Drug cuts stroke risk in heart patients

A new drug could significantly reduce the risk of strokes and blood clots in patients with irregular heartbeats.

A study found a new drug rivaroxaban cut the risk of blood clots and strokes by one-fifth compared with the most popular existing treatment, warfarin.

The research by the University of Edinburgh and Duke University in North Carolina was carried out in 45 countries and involved 14,000 patients

Irregular heart beats

One in five people more than 70 years old is likely to be diagnosed with an irregular heartbeat, which can lead to blood clots and cause strokes.

Both rivaroxaban and warfarin work by thinning the blood to reduce the risk of clots.

Our study showed that rivaroxaban is simpler to administer and patients taking it have fewer strokes and blood clots.
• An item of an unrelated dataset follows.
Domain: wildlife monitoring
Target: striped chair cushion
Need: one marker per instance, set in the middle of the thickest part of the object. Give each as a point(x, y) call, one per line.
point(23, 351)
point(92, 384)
We are now another step closer to an effective alternative to warfarin for patients with irregular heart beats and one that reduces complications and is easier to administer.

Professor Keith Fox

British Heart Foundation Professor of Cardiology

Treatment

Patients treated with warfarin are half as likely to have a stroke compared with those taking no treatment or aspirin.

However, the dosage needs to be closely monitored - in some cases once a week.

Too high a dose can lead to internal bleeding, which can prove fatal, and too low a dose increases the risk of stroke.

Unlike warfarin, levels of the new drug do not need to be monitored as intently and the necessary dosage is not affected by certain foods or alcohol.

The study

The research findings were presented at the American Heart Association conference in Chicago.

The study looked at patients with atrial fibrillation.

This is the most common abnormal heart rhythm disorders, in which the heart beats dangerously fast.

The study also found that use of rivaroxaban did not increase the risk of internal bleeding compared with warfarin, suggesting that it is a suitable alternative.

This important study adds rivaroxaban to the increasing list of new drugs that seem to be at least as good as warfarin. An additional advantage is that they do not require the close monitoring that warfarin does.